Preferably, the server may further include: a conversion unit 200;

a conversion unit 200, configured to read in more than one path of PCM data, and convert the read PCM data into PCM data with the same attribute;

the PCM data may be a material library stored locally or applied materials, and for the convenience of understanding, it is understood that the audio data may be embodied on the user side in a game, including: background music of the game (the background music may be stored in a local material library in the form of PCM data), and a touch tone of an application in the game (the touch tone of the application may be stored in a corresponding application as material of the application in the form of PCM data).

the first way, the audio material is converted into PCM data with the same attribute in advance, for example, the PCM data is converted into uniform 44.1KHz, 16-bit, dual-channel;

By adding the conversion unit 200, the server can process the PCM data with different attributes and convert the PCM data into the PCM data with the same attributes.

It will be understood by those skilled in the art that all or part of the steps in the method for implementing the above embodiments may be implemented by hardware that is instructed to implement by a program, and the program may be stored in a computer-readable storage medium, and the above-mentioned storage medium may be a read-only memory, a magnetic disk or an optical disk, etc.
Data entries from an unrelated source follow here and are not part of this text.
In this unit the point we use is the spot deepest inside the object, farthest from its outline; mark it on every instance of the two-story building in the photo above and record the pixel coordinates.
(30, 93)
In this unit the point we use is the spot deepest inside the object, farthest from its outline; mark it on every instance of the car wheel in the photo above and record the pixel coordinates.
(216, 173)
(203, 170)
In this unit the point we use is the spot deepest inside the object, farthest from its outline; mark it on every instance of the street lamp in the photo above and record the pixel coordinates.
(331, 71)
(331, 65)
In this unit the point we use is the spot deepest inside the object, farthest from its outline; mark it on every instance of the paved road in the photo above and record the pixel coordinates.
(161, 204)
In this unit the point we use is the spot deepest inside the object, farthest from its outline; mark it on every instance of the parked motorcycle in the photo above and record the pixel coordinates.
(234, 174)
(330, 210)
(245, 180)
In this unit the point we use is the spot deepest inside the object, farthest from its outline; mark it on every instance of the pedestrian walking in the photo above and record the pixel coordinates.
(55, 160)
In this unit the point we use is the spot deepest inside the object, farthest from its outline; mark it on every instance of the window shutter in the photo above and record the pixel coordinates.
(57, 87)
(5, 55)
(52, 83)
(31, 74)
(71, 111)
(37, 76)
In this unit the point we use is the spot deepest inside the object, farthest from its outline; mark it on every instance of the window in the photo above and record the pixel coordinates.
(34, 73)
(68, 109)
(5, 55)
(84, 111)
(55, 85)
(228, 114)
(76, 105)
While the audio data processing method and the server provided by the present invention have been described in detail, for those skilled in the art, the idea of the embodiment of the present invention may be changed in the specific implementation and application scope, and in summary, the content of the present description should not be construed as limiting the present invention.

Claims

1. A method of processing audio data, the method comprising:

and packaging and outputting the compressed and encoded data.

2. The method according to claim 1, wherein the step of mixing more than one read-in pulse code modulation data with the same attribute into one channel of pulse code modulation data according to a differential order synthesis algorithm specifically comprises:

3. The method according to claim 1, wherein before the mixing more than one path of pulse code modulation data with the same property into one path of pulse code modulation data, the method further comprises:

4. The method of claim 3, wherein the attributes comprise: sampling frequency, sampling precision and the number of sound channels.
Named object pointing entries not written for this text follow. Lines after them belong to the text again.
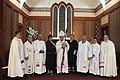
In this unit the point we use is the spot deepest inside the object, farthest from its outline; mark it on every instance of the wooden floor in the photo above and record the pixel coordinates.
(70, 76)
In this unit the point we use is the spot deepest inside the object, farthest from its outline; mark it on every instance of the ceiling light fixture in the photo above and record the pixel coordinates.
(103, 3)
(21, 3)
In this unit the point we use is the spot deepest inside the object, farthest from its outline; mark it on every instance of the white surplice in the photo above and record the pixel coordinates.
(108, 59)
(16, 55)
(64, 67)
(40, 58)
(94, 62)
(84, 52)
(29, 52)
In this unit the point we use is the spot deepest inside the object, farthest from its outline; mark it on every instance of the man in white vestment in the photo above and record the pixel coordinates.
(40, 55)
(62, 48)
(108, 58)
(16, 57)
(83, 55)
(94, 62)
(29, 56)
5. An audio effect server, the server comprising: a mixed sound synthesizing unit, a compression encoding unit, and an encapsulation output unit;

6. The server according to claim 5, wherein the mix synthesizing unit is specifically configured to divide an absolute value of a superposition of sampling values at a time into n regions according to the more than one channel of read pulse code modulation data, and a length of each region is set to S_maxSuperposing according to the proportion of difference of the positions of the areas, and taking the superposed sum as a sample value of the synthesized path of pulse code modulation data at the moment;

7. The server according to claim 5, further comprising:

8. The server according to claim 7, wherein the attributes comprise: sampling frequency, sampling precision and the number of sound channels.